A Morphological Analyzer for Filipino Verbs

(1)

A Morphological Analyzer for Filipino Verbs

^*

Robert R. Roxas^a and Gersam T. Mula^a

aUniversity of the Philippines Visayas – Cebu College Cebu City, Philippines

rrroxas@upv.edu.ph and gersammula@gmail.com

Abstract. This paper presents a morphological analyzer that accepts Filipino verbs conjugated in different forms as inputs and analyzes them to produce the affixes used, the infinitive forms, and the tenses of the original input verbs. A prototype system was implemented and was fed with a file containing 1,050 Filipino verbs conjugated in various tenses using different types of affixes. The preliminary result showed that the accuracy rate was high in three expected outputs, i.e., tenses, infinitive forms, and affixes used.

Keywords: morphological analyzer, context-driven machine translation system, Filipino verbs

1.Introduction

Filipino is a language whose verb conjugations are very complex because it uses different affix (prefix, infix, and suffix) combinations and even duplication of syllables or words. When looking up a word in Filipino dictionary, one needs to know the infinitive form of the verb to be able to find it. This is a difficult task for someone who is not familiar with the way Filipino verbs are conjugated into any of the three tenses: Pangnagdaan (Past), Pangkasalukuyan (Present), and Panghinaharap (Future). These three are commonly known today as Aspektong Perpektibo, Aspektong Imperpektibo, and Aspektong Kontemplatibo, respectively (Dizon, 2006).

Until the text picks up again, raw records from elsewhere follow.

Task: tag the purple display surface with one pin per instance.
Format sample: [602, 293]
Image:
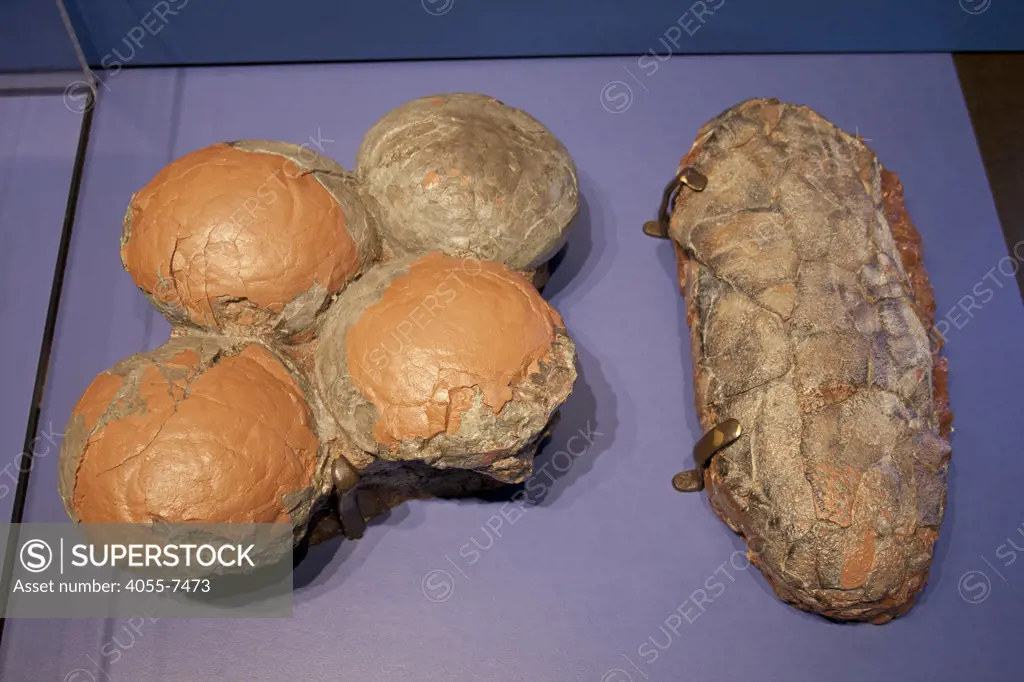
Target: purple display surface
[598, 581]
[38, 138]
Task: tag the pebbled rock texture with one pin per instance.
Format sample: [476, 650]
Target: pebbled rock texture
[811, 321]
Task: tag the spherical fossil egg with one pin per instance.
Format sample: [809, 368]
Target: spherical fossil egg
[453, 363]
[471, 176]
[196, 431]
[252, 233]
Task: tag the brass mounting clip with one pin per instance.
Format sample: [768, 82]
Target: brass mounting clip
[723, 434]
[692, 179]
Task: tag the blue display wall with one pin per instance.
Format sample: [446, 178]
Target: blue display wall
[122, 33]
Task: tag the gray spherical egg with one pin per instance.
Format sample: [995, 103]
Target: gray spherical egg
[471, 176]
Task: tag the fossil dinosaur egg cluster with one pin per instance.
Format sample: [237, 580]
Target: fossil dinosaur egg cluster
[382, 324]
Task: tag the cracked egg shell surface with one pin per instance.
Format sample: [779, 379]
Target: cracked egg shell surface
[468, 175]
[196, 431]
[252, 232]
[457, 363]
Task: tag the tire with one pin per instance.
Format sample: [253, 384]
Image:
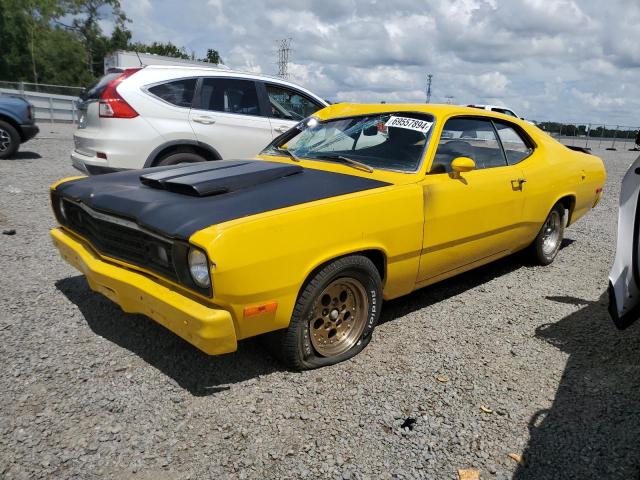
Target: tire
[547, 244]
[342, 301]
[9, 140]
[180, 157]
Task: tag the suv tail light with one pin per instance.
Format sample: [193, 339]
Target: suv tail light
[112, 105]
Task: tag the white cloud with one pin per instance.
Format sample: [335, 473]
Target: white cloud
[548, 59]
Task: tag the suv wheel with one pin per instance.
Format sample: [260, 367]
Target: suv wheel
[9, 140]
[180, 157]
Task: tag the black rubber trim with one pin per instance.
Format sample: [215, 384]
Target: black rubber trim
[179, 216]
[153, 156]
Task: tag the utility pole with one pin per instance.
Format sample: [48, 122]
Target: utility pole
[284, 47]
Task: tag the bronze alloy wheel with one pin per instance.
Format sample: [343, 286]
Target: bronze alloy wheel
[552, 233]
[339, 317]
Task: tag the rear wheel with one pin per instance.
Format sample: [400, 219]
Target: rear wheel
[334, 316]
[547, 244]
[180, 157]
[9, 140]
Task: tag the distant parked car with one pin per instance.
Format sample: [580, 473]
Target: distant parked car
[165, 115]
[17, 124]
[624, 278]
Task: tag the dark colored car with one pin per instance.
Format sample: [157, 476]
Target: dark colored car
[17, 124]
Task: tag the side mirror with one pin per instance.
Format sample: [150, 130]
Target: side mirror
[371, 131]
[462, 164]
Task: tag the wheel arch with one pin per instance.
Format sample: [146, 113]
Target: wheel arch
[168, 148]
[377, 256]
[569, 203]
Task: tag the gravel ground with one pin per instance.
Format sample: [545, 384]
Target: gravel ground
[87, 391]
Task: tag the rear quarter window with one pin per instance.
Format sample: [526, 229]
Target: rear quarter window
[177, 92]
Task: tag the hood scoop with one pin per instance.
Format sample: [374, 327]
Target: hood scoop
[217, 177]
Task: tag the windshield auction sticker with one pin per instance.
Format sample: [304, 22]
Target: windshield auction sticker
[409, 123]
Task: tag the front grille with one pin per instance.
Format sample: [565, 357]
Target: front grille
[119, 241]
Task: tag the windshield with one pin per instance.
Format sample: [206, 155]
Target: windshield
[389, 141]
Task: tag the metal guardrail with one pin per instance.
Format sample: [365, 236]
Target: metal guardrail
[47, 106]
[24, 87]
[592, 135]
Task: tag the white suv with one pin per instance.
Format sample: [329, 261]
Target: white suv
[164, 115]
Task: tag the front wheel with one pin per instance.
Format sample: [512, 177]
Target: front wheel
[334, 316]
[180, 157]
[547, 244]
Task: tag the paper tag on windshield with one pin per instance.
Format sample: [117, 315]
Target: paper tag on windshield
[409, 123]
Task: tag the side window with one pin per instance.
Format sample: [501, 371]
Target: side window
[229, 95]
[178, 92]
[468, 137]
[289, 104]
[514, 146]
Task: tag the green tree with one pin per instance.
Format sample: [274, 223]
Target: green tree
[86, 15]
[212, 57]
[166, 49]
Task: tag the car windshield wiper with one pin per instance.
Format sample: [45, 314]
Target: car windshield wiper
[349, 161]
[287, 152]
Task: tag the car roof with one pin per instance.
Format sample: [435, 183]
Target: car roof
[438, 110]
[227, 72]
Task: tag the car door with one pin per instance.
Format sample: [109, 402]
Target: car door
[473, 217]
[287, 107]
[226, 115]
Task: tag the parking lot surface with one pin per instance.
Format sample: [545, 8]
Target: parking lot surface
[513, 370]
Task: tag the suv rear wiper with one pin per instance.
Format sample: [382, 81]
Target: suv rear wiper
[349, 161]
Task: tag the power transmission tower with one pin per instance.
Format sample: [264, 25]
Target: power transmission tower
[429, 77]
[284, 47]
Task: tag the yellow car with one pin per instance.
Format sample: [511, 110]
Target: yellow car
[356, 204]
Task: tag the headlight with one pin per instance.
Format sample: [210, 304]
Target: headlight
[199, 268]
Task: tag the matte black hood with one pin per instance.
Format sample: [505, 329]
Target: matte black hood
[177, 201]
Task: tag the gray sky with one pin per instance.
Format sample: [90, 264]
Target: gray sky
[565, 60]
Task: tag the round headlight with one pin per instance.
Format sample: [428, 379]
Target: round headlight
[63, 212]
[199, 268]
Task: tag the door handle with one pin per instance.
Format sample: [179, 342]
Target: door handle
[204, 120]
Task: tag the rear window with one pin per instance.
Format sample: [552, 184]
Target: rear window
[176, 92]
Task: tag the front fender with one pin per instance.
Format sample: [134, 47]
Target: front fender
[624, 278]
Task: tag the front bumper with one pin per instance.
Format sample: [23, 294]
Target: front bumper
[209, 329]
[29, 131]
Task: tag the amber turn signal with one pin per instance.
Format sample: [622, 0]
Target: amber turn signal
[260, 309]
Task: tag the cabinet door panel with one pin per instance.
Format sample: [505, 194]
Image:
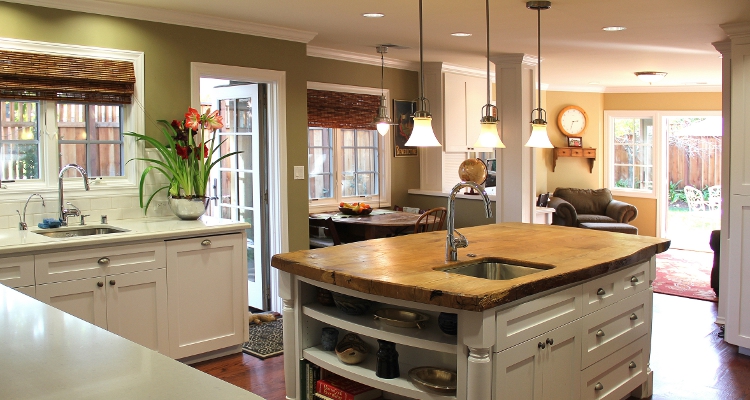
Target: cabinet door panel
[82, 298]
[137, 308]
[205, 297]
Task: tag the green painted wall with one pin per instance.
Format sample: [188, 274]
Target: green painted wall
[169, 50]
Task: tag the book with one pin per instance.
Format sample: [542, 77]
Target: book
[340, 388]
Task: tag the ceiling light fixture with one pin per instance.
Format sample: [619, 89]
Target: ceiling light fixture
[650, 76]
[488, 134]
[382, 121]
[422, 134]
[539, 136]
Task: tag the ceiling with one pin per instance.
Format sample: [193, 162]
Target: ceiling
[663, 35]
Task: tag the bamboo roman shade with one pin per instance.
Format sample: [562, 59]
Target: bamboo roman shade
[328, 109]
[50, 77]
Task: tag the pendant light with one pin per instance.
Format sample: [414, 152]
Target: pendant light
[488, 135]
[382, 121]
[422, 134]
[539, 136]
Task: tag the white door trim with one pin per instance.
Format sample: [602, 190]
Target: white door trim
[278, 239]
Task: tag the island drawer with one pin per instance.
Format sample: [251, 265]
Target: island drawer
[89, 263]
[618, 374]
[609, 329]
[526, 320]
[17, 271]
[610, 289]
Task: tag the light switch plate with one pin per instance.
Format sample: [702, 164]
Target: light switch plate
[299, 172]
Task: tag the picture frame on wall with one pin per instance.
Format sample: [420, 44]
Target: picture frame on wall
[402, 118]
[575, 142]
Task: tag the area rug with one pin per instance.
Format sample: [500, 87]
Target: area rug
[266, 340]
[685, 273]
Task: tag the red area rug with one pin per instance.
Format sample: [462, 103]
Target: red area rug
[685, 273]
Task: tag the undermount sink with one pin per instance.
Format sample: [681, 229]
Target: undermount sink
[495, 270]
[76, 231]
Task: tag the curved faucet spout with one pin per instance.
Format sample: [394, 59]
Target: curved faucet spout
[452, 243]
[64, 212]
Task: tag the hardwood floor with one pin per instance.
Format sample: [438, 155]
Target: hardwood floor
[689, 360]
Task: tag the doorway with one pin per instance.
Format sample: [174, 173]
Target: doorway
[251, 102]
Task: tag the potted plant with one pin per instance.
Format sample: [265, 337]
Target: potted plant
[186, 161]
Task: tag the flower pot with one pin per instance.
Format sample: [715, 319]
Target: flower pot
[188, 209]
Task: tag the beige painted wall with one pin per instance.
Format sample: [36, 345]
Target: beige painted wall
[169, 50]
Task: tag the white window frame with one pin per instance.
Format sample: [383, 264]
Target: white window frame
[383, 199]
[133, 120]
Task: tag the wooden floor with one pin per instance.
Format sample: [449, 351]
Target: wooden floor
[689, 360]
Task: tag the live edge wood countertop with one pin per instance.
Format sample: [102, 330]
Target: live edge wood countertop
[410, 267]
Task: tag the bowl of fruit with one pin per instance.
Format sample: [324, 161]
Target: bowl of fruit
[355, 208]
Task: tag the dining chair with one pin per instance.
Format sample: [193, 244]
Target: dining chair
[431, 220]
[331, 237]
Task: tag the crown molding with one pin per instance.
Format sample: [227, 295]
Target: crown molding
[340, 55]
[175, 18]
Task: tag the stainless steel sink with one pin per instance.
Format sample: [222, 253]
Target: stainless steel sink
[76, 231]
[496, 270]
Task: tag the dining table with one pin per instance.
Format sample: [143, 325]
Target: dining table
[378, 224]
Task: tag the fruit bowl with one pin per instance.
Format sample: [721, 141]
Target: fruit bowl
[350, 211]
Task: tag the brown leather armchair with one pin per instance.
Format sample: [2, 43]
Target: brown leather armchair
[576, 206]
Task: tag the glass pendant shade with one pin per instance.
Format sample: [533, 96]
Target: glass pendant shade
[539, 137]
[422, 135]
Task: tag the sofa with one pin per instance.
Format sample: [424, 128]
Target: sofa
[574, 207]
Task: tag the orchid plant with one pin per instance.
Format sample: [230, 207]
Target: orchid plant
[187, 158]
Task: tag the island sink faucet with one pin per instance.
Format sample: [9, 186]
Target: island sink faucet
[453, 243]
[64, 212]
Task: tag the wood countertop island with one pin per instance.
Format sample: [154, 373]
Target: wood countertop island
[410, 267]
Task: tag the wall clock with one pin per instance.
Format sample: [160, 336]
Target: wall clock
[572, 121]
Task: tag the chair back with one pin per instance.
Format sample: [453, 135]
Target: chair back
[694, 198]
[329, 228]
[431, 220]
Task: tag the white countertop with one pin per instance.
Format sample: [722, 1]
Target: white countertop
[48, 354]
[14, 241]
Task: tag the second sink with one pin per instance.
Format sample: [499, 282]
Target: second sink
[495, 270]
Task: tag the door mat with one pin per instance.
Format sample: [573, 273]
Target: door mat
[266, 340]
[685, 273]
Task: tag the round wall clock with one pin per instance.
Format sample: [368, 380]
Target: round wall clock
[572, 121]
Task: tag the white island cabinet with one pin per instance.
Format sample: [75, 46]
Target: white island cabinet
[589, 340]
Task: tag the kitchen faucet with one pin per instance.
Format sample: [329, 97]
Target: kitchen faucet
[453, 243]
[64, 212]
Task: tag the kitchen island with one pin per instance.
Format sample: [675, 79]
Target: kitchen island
[579, 326]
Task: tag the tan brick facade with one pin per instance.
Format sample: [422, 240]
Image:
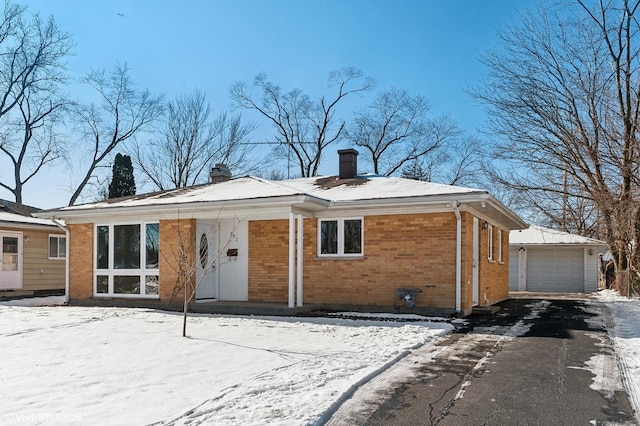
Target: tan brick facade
[410, 250]
[80, 261]
[268, 260]
[413, 250]
[174, 234]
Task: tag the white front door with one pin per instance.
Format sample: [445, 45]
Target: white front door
[206, 261]
[476, 261]
[10, 260]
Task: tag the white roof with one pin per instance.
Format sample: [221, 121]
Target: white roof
[251, 188]
[371, 188]
[245, 188]
[539, 235]
[308, 194]
[16, 219]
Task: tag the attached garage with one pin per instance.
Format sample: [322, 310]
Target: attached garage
[546, 260]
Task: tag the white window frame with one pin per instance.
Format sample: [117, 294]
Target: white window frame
[341, 252]
[490, 242]
[143, 272]
[57, 237]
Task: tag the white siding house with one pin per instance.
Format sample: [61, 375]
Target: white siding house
[546, 260]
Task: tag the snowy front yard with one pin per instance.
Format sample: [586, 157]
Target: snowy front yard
[73, 365]
[131, 366]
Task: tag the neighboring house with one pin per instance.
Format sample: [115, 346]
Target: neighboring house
[546, 260]
[335, 242]
[32, 251]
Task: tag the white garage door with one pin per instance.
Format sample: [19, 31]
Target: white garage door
[555, 269]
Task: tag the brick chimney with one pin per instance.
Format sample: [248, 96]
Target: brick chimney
[219, 173]
[348, 163]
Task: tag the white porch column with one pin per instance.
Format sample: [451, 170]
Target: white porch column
[292, 259]
[300, 263]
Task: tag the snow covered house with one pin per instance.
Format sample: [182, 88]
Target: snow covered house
[32, 251]
[546, 260]
[337, 242]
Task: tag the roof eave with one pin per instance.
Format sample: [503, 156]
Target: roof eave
[187, 208]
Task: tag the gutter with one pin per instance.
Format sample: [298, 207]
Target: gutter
[456, 210]
[66, 260]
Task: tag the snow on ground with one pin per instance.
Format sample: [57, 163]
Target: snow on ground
[625, 335]
[82, 365]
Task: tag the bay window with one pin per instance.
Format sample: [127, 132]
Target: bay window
[126, 260]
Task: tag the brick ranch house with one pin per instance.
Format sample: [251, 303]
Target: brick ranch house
[347, 241]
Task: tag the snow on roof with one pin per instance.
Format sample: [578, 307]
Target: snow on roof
[14, 218]
[371, 187]
[248, 188]
[539, 235]
[245, 188]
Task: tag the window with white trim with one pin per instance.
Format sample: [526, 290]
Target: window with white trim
[57, 247]
[126, 260]
[490, 241]
[340, 237]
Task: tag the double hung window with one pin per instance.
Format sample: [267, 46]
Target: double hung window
[126, 260]
[340, 237]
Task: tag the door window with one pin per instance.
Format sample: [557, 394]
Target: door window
[9, 253]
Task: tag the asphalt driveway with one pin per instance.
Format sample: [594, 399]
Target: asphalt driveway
[535, 362]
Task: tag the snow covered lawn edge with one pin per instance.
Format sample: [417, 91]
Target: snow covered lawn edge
[120, 365]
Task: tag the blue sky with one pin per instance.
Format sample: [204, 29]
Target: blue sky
[426, 47]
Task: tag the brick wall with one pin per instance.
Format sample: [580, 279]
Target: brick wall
[400, 251]
[174, 234]
[417, 250]
[81, 261]
[494, 275]
[268, 261]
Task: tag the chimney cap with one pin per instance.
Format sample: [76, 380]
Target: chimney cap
[348, 166]
[219, 173]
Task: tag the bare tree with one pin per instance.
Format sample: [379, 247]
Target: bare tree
[123, 111]
[304, 127]
[397, 129]
[184, 259]
[190, 143]
[563, 93]
[32, 70]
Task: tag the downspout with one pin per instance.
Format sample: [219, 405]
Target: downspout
[299, 261]
[66, 260]
[292, 260]
[454, 204]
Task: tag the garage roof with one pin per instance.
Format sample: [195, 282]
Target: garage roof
[540, 235]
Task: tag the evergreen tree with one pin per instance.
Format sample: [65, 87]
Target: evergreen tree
[122, 182]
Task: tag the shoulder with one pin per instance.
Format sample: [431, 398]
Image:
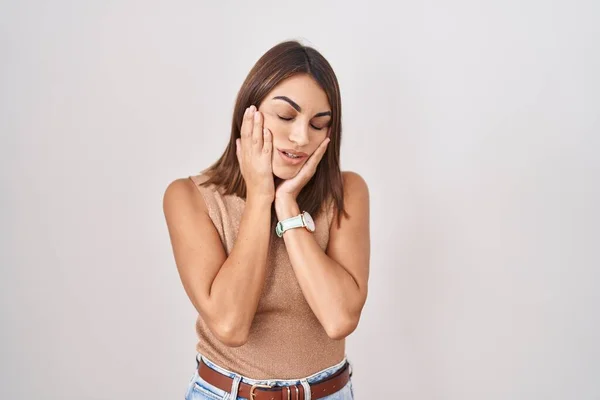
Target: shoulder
[182, 194]
[355, 185]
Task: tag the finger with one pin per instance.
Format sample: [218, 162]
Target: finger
[268, 141]
[246, 129]
[257, 131]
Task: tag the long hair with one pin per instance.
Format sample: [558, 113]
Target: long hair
[281, 62]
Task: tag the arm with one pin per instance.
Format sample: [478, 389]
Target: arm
[334, 282]
[224, 290]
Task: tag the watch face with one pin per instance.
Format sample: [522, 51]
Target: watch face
[310, 224]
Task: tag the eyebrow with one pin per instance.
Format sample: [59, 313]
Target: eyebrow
[298, 108]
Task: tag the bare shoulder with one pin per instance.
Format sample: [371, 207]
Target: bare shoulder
[355, 187]
[182, 194]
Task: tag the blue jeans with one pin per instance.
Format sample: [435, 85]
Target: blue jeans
[199, 389]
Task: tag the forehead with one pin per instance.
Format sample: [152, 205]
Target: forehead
[304, 90]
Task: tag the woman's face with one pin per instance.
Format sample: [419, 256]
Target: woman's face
[298, 114]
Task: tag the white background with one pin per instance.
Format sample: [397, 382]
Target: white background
[475, 124]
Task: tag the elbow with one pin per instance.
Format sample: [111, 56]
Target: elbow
[231, 335]
[342, 329]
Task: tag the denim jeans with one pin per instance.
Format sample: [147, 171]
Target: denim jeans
[199, 389]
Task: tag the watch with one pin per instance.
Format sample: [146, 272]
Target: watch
[299, 221]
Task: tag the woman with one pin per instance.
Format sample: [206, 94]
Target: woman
[272, 241]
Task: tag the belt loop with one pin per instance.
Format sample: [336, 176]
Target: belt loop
[235, 387]
[306, 386]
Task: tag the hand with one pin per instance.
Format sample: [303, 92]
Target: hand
[254, 152]
[290, 188]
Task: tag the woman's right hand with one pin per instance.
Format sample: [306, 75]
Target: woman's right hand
[254, 153]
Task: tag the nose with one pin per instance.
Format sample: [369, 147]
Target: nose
[299, 135]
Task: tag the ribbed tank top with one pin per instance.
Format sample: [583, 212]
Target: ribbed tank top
[286, 339]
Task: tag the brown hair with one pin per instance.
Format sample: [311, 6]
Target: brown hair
[281, 62]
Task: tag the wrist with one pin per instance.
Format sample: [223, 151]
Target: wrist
[259, 201]
[286, 207]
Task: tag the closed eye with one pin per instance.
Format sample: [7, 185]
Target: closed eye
[291, 118]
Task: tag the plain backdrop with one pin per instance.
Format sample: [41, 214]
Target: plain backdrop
[475, 124]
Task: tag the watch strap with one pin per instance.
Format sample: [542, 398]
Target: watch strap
[289, 223]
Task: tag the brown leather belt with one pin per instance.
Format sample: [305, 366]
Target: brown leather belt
[264, 392]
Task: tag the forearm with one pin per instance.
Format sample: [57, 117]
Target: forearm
[329, 289]
[236, 289]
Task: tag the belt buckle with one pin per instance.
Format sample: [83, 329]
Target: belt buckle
[257, 386]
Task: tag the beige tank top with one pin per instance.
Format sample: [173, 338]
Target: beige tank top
[286, 339]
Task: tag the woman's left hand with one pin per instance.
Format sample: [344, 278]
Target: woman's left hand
[290, 188]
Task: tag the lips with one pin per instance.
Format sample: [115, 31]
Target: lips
[295, 153]
[289, 159]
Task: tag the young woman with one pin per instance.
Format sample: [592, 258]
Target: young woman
[272, 241]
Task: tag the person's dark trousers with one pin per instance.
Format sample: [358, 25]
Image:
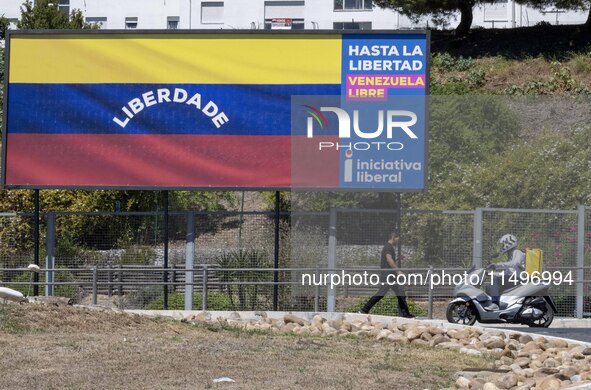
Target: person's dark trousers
[495, 290]
[402, 305]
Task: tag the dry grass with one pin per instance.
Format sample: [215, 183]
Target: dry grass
[65, 347]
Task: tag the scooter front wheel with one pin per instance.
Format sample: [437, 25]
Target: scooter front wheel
[463, 313]
[545, 320]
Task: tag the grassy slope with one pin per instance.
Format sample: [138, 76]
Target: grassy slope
[70, 348]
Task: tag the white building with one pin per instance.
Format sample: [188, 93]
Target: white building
[283, 14]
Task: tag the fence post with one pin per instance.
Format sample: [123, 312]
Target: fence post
[109, 280]
[477, 242]
[36, 243]
[317, 290]
[50, 258]
[332, 256]
[430, 303]
[165, 280]
[94, 284]
[580, 261]
[204, 288]
[189, 260]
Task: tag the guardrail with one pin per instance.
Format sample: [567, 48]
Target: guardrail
[206, 278]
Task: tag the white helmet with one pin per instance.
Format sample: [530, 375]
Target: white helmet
[508, 242]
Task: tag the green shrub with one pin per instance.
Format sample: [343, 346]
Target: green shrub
[66, 290]
[176, 301]
[231, 275]
[138, 255]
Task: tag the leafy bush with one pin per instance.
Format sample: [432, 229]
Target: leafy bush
[448, 63]
[65, 290]
[231, 275]
[176, 301]
[138, 255]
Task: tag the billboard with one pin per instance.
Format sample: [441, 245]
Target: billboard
[186, 110]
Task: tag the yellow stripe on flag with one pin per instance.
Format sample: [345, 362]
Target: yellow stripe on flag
[167, 58]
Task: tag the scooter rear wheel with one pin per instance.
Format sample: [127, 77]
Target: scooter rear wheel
[463, 313]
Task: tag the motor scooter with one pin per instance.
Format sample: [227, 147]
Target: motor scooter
[526, 303]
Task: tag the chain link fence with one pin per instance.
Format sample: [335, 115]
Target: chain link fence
[257, 260]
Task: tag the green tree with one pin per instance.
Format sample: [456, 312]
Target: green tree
[573, 5]
[45, 14]
[437, 9]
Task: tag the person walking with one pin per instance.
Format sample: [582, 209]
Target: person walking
[514, 265]
[388, 267]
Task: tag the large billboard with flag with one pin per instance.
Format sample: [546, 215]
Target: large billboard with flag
[187, 110]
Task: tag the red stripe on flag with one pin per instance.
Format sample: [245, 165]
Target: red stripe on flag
[71, 160]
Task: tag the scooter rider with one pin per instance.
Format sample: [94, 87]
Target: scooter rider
[515, 264]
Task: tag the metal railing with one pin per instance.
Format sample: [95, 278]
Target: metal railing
[118, 282]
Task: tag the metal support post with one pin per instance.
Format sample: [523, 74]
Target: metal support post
[189, 260]
[332, 256]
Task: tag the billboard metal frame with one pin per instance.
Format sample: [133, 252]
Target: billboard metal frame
[221, 33]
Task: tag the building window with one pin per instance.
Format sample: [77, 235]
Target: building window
[172, 22]
[352, 25]
[351, 5]
[285, 15]
[64, 6]
[284, 24]
[212, 12]
[130, 22]
[101, 22]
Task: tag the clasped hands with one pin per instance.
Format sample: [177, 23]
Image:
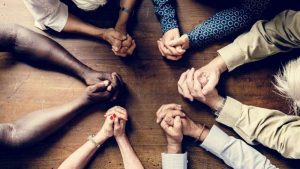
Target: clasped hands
[175, 124]
[172, 46]
[114, 124]
[122, 43]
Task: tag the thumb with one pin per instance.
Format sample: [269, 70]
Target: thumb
[176, 42]
[211, 84]
[177, 123]
[99, 87]
[119, 36]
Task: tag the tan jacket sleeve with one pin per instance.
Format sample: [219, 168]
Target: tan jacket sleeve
[271, 128]
[281, 34]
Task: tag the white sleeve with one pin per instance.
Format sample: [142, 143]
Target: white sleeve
[174, 161]
[48, 13]
[234, 152]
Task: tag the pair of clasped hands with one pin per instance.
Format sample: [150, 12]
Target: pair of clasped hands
[172, 45]
[122, 43]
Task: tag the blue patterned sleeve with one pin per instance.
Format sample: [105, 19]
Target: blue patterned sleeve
[227, 22]
[166, 13]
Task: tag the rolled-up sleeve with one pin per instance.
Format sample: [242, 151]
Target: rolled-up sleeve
[174, 161]
[271, 128]
[234, 152]
[265, 38]
[48, 13]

Because of the complexity of the language, automated morphological analyzers will be difficult to construct. So researches should be focused on how to capture all possible forms so that a machine translation system can produce accurate translation. One approach is to use a lexicon that stores the context-words that help determine the appropriate equivalent word(s) in the target language. The lexicon must use the infinitive forms of the verbs to facilitate the look up of verbs and use headwords for non-verbs. So with this kind of lexicon in mind, a morphological analyzer that returns the infinitive form of a verb, its tense, and its affix(es) used is necessary.

2.Review of Related Works

When someone attempts to create any machine translation system for natural languages, it is not possible to do away with morphological analyzers. One area of focus for morphological analyzers is the analysis of verbs. Verbs are usually conjugated according to tense, number, voice, and mode while nouns and adjectives are usually declined according to person, number, case, and degree. Some languages have simple forms of verb inflection or conjugation while other languages have complex forms of inflection. Japanese was originally thought to have simple verb inflection, thus it was not the central subject on Natural Language Processing

(2)

(NLP). But in recent past, it had become an important subject (Hisamitsu and Nitta, 1994). For other languages, verbs are also given much attention in research. These languages include Chinese (Kim, et. al, 2002), Japanese (Nakamura, 2007), and Korean (Hong, et. al., 2004; Jun, 2007) to name a few.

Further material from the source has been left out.